Thursday, March 3, 2016
"If you don't stick to your values when they're being tested they aren't values. They're hobbies." - Jon Stewart
I worked on the truck some today. Got a new fuel filter installed and fired it up for a few minutes. I'm not going to let it sit like it did before. But the list of issues grows. Now the oil pressure gauge doesn't work. I suspect the small tube from the engine to the gauge is plugged.
I got the garden's four raised beds mostly made - cut the 4' ends and installed the corner blocks. I just have to attach the 8' side boards.
I went into Home Depot and got 28 bats of R-15 insulation which I'll install tomorrow.
And I spent an hour digging. I wanted to see if I could hand dig the 2' deep trench that has to run about 150' from MoHo's power box down to Fred. The answer is yes, so long as I don't want it done before 2018. On my way home from Home Depot I stopped by United Rentals and learned about renting a walk-behind trencher.
I did get the part of the trench dug that goes under Fred so the power can enter from below. That had to be done by hand.
Before all of that I finished prep on the 4-session part of the pastors' conference I'll teach on church leadership and emailed the handouts off to Cory in Mbeya so he can translate them into Swahili.
The internet is amazing.
I wrote the above paragraphs last night intending to add to them, then my brain died. I tried a couple of times to continue but just couldn't. So what follows was written today in installments that started shortly after I got up, so if all this seems disconnected, it was.
I read a week or so ago that the Italian author Umberto Eco died. He wrote The Name of the Rose, a mystery about a murder that took place in a monastery. I read it when it came out in 1980 and really liked it, but can't remember much more than that.
I have a 10-hour flight from Portland to Amsterdam, a 3-hour layover, and then an 11-hour flight to Dar es Salaam. I'll (hopefully) sleep for much of that time, but need to have a variety of things to keep my ADD mind from going completely berserk. I have a paperback of the third of three novels in the Poldark series that should last me until New York, so I'm going to get The Name of the Rose for my Kindle.
Any recommendations for games for my Kindle or iPad?
How wet is it in Oregon?
We live on Baker Rd., which is pavement for about 1/4 mile before turning to gravel as it approaches our place. The paved portion has a green tint down the center of each of the two lanes where the moss grows.
We sat this afternoon with the two young girls of a couple at church so they could go ice skating.
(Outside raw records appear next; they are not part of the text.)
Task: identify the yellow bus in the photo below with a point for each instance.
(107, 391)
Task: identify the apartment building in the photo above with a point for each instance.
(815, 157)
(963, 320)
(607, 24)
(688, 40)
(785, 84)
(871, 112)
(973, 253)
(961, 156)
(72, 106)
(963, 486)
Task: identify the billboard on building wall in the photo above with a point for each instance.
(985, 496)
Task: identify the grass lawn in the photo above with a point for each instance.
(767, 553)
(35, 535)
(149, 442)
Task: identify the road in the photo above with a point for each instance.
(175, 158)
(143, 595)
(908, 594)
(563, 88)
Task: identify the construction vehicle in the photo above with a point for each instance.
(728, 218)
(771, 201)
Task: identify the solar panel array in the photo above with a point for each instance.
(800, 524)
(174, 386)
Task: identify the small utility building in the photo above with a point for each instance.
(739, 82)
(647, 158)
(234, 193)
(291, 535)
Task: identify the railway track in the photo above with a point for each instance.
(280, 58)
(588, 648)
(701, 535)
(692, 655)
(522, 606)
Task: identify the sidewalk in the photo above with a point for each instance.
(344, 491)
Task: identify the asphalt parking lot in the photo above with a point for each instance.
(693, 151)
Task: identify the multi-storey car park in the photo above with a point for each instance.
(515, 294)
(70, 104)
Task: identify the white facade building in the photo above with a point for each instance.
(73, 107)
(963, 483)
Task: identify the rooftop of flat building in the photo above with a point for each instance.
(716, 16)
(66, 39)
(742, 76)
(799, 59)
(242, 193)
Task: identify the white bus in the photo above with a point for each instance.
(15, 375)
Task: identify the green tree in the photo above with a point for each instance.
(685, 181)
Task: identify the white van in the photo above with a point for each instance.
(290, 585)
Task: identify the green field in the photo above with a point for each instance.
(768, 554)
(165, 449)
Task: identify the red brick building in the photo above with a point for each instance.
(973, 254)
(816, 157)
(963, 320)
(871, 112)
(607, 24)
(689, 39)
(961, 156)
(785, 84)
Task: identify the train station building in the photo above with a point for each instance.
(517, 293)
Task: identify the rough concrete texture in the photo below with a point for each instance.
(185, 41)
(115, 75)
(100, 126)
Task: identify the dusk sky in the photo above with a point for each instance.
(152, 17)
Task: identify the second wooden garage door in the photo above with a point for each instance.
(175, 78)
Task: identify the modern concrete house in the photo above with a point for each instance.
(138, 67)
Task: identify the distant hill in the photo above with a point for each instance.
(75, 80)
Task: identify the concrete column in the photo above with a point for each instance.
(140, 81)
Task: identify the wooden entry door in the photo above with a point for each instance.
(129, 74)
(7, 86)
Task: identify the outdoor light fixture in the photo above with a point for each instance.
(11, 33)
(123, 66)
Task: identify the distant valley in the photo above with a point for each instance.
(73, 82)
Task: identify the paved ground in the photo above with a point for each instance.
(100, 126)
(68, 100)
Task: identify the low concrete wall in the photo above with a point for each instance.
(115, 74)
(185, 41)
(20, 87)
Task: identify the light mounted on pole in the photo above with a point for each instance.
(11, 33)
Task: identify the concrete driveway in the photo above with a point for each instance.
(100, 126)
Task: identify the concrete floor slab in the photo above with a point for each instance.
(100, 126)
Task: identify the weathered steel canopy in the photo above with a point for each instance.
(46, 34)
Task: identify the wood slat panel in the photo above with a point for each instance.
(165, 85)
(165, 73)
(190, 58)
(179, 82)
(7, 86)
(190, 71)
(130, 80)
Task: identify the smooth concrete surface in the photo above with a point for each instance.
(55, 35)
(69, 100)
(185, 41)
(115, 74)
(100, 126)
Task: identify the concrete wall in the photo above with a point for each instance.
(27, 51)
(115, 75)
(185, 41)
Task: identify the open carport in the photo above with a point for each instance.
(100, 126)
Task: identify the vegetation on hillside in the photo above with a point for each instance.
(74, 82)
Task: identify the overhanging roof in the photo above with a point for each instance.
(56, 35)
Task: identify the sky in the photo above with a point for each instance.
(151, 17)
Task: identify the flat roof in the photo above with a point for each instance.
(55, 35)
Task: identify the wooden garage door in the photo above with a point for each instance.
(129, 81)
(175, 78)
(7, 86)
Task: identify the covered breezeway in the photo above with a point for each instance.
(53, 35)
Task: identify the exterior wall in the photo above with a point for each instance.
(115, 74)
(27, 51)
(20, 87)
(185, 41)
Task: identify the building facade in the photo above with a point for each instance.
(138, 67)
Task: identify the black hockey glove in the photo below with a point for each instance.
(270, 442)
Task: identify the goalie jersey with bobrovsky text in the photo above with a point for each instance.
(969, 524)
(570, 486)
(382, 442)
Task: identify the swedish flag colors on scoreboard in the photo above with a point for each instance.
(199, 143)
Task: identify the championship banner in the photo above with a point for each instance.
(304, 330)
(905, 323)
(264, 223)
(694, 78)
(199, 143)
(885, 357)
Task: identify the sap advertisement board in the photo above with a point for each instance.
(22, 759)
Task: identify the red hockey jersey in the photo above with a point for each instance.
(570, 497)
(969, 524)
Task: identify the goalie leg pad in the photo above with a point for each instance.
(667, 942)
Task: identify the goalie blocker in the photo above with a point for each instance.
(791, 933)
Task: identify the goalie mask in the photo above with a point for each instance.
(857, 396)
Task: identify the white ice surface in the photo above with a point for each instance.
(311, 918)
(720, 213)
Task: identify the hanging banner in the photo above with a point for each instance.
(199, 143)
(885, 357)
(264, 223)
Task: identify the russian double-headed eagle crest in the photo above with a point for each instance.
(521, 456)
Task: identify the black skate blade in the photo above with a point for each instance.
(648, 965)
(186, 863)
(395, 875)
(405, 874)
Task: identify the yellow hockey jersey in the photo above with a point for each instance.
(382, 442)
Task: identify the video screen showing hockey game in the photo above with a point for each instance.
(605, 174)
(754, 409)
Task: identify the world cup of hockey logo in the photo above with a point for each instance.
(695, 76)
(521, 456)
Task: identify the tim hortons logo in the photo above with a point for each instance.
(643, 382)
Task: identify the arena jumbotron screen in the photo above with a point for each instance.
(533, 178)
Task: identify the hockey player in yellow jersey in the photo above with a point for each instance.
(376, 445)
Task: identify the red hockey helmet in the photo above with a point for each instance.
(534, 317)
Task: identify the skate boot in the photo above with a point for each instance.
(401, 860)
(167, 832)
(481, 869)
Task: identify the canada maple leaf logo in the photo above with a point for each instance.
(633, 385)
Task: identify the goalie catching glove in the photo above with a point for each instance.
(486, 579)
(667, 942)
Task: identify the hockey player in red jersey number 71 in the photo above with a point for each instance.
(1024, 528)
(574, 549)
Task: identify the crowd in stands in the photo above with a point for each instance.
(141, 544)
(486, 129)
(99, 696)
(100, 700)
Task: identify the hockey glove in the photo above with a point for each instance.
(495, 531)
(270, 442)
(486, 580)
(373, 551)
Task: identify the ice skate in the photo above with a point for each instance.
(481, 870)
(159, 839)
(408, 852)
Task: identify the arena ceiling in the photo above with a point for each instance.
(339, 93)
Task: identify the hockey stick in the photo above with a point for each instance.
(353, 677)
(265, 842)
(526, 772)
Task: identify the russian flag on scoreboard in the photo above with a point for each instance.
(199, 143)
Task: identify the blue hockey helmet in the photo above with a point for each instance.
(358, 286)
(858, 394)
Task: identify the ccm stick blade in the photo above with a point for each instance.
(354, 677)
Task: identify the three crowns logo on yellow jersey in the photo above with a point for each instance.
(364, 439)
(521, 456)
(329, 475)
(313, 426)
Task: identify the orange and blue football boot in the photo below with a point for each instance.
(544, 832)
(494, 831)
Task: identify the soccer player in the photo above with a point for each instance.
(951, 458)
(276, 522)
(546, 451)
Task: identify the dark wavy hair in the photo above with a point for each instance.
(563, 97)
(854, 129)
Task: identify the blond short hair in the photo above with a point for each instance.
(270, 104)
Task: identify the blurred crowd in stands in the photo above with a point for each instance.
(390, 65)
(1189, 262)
Their older daughter is 4 and we played with Playdough for awhile. We made dinner. Or was it dessert?
Missionaries should work to plant indigenous churches. (See the last post.)
Where?
First, where it's most needed, where there is no viable witness to the gospel. Many areas have never heard the name Jesus and know nothing of what he did for them. In some cases they live in geographically isolated areas. In others they are culturally isolated, living as an ethnic group isolated from the larger community, like the many Muslim enclaves in countries in Central and South America.
The percentage of evangelicals in a given country is not the key criterion for deciding to send missionaries. Last I read, fewer than 3% of Brits attend an evangelical church on a Sunday morning, with a similar rate for Australia. But that's an indication of their spiritual insensitivity. Both countries have a viable evangelical testimony, and that statistic is an indication of response to the gospel. Expending very limited resources to send missionaries to start indigenous churches in England doesn't make much sense when there are 850 language groups in Papua New Guinea, most of whom have never heard the name of Jesus.
Yeah, I've got some convictions about this topic.